Bild: Gebäude in Khan Younis, zerstört durch israelische Luftangriffe am 15. …
taz: Herr Lucks, [1][Israel blockiert Hilfslieferungen nach Gaza] und
Benjamin Netanjahu hat eine weitere Offensive angekündigt. Wie viel
schlimmer kann die Lage für die Menschen dort noch werden?

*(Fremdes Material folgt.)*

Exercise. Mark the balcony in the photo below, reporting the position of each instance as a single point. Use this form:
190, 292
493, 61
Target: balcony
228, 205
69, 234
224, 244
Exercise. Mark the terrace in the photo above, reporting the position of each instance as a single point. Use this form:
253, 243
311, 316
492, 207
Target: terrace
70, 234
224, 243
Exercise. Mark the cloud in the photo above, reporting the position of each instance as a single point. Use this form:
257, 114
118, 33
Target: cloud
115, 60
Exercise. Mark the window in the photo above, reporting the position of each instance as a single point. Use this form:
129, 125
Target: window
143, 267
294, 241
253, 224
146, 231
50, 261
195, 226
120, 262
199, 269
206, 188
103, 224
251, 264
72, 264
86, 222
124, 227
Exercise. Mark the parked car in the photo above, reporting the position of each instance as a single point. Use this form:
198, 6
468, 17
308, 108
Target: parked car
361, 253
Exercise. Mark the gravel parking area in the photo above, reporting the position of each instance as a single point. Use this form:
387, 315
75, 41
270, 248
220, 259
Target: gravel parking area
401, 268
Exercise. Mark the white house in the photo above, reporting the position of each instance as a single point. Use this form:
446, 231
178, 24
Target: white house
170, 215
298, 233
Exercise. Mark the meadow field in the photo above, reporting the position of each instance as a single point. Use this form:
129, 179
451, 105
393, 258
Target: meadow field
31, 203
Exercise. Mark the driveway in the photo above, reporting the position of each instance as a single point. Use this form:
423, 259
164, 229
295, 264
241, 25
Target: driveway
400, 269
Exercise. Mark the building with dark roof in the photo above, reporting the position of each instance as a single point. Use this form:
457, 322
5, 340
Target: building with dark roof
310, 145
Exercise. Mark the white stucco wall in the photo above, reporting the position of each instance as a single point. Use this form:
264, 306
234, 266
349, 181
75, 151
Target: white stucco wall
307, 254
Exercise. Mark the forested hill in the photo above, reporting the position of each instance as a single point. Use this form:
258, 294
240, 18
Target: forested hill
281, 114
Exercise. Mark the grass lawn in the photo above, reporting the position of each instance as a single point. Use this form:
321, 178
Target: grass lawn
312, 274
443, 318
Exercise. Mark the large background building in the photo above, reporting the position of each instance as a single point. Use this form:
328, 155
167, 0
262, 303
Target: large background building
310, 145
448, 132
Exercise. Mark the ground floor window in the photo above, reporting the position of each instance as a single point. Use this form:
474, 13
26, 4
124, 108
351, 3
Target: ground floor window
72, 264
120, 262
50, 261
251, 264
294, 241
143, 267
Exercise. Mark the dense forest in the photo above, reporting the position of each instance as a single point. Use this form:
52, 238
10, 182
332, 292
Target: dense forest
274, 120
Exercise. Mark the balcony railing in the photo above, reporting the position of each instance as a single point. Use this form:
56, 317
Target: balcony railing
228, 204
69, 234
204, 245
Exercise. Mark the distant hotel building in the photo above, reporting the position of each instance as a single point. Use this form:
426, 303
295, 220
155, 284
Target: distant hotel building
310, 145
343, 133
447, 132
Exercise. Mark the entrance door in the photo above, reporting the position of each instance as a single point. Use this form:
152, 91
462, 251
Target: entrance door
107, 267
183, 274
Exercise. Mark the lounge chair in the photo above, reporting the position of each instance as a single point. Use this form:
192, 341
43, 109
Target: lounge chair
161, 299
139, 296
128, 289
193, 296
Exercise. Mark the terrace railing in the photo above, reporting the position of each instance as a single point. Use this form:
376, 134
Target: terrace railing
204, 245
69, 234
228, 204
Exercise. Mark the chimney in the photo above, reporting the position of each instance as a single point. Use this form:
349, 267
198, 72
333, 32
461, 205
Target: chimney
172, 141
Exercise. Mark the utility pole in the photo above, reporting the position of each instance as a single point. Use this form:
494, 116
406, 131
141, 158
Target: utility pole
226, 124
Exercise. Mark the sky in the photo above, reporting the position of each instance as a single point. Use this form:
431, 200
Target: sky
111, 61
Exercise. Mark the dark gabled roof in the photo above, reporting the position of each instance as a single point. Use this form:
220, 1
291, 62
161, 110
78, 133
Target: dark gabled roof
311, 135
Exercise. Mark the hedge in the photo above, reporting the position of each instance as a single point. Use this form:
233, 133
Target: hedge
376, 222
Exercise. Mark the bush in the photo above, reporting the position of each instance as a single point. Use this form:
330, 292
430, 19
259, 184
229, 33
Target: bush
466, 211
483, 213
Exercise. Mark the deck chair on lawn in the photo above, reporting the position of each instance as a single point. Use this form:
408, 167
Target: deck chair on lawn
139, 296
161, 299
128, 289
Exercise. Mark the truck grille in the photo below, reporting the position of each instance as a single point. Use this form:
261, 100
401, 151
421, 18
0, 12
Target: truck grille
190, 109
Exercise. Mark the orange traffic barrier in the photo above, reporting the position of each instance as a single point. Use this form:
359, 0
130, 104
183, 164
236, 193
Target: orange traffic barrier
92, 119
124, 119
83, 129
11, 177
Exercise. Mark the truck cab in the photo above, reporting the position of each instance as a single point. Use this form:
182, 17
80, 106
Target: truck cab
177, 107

Max Lucks: Die Lage verschlimmert sich mit jedem Tag der humanitären
Blockade. Die neue Offensive bedeutet sehr wahrscheinlich
Menschenrechtsverbrechen, erneute zivile Opfer, Vertreibung und auch den
Tod vieler Geiseln. Netanjahu schließt mit der Offensive die Tür für eine
politische Lösung. Er zeigt, dass er seinen Krieg nur noch führt, um sein
politisches Überleben zu sichern – auf dem Rücken der Menschen in Gaza und
der Sicherheit Israels.
taz: Der Nothilfekoordinator der UN warnte in dieser Woche vor einem
drohenden Völkermord. Schließen Sie sich dieser Bewertung mittlerweile an?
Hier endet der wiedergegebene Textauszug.